The contemporary political environment has nothing to do with intellectual or political principle.  There are those, in both the Democratic and Republican party, who pretend that this is simply a competition of ideals.  The so-called center keeps their proverbial head in the sand to ensure their material wellbeing while proponents of unquestioned authority take advantage of this timidity to promote their political dominance.  Therefore, resource depletion from the dispossessed seen with the potential to challenge such authority goes unchecked.
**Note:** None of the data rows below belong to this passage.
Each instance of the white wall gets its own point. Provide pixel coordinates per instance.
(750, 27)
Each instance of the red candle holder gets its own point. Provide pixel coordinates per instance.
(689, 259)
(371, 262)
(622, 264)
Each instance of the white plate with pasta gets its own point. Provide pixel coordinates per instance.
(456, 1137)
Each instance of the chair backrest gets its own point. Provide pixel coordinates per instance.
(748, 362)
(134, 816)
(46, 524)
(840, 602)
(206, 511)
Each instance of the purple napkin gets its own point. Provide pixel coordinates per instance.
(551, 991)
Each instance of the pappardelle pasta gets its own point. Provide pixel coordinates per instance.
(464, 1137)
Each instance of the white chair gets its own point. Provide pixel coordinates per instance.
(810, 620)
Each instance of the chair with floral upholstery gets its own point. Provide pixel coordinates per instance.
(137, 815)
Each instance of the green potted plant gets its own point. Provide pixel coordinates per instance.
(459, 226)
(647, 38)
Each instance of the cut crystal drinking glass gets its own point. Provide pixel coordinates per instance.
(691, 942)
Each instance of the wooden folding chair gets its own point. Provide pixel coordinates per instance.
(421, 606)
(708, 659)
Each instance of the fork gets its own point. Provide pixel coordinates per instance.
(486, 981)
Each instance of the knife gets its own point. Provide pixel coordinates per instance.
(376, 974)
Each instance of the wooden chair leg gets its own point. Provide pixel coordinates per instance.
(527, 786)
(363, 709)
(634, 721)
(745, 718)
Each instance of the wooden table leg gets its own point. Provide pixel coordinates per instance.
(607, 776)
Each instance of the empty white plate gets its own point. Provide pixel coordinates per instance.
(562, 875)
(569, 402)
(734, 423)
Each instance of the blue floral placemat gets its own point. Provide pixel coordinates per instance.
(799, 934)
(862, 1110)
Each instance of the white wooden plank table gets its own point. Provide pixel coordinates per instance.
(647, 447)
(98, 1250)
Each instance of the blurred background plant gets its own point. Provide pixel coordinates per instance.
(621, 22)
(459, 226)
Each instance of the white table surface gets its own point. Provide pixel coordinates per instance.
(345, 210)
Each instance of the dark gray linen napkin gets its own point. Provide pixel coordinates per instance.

The contemporary dramatic reduction of resources in public education and science, along with the collective growth in wealth, represent evidence that that current political action is actually an aggressive attempt to suppress reason for power.  Education and science have to be free from the struggle for political advantage if liberty and opportunity for all are to flourish. History tells us that all republics crumble when thought and evidence are denied. Diverse educational and scientific thought therefore, should not be seen as threats to our way of life requiring control, but as God given requirements that require ongoing investment to survive.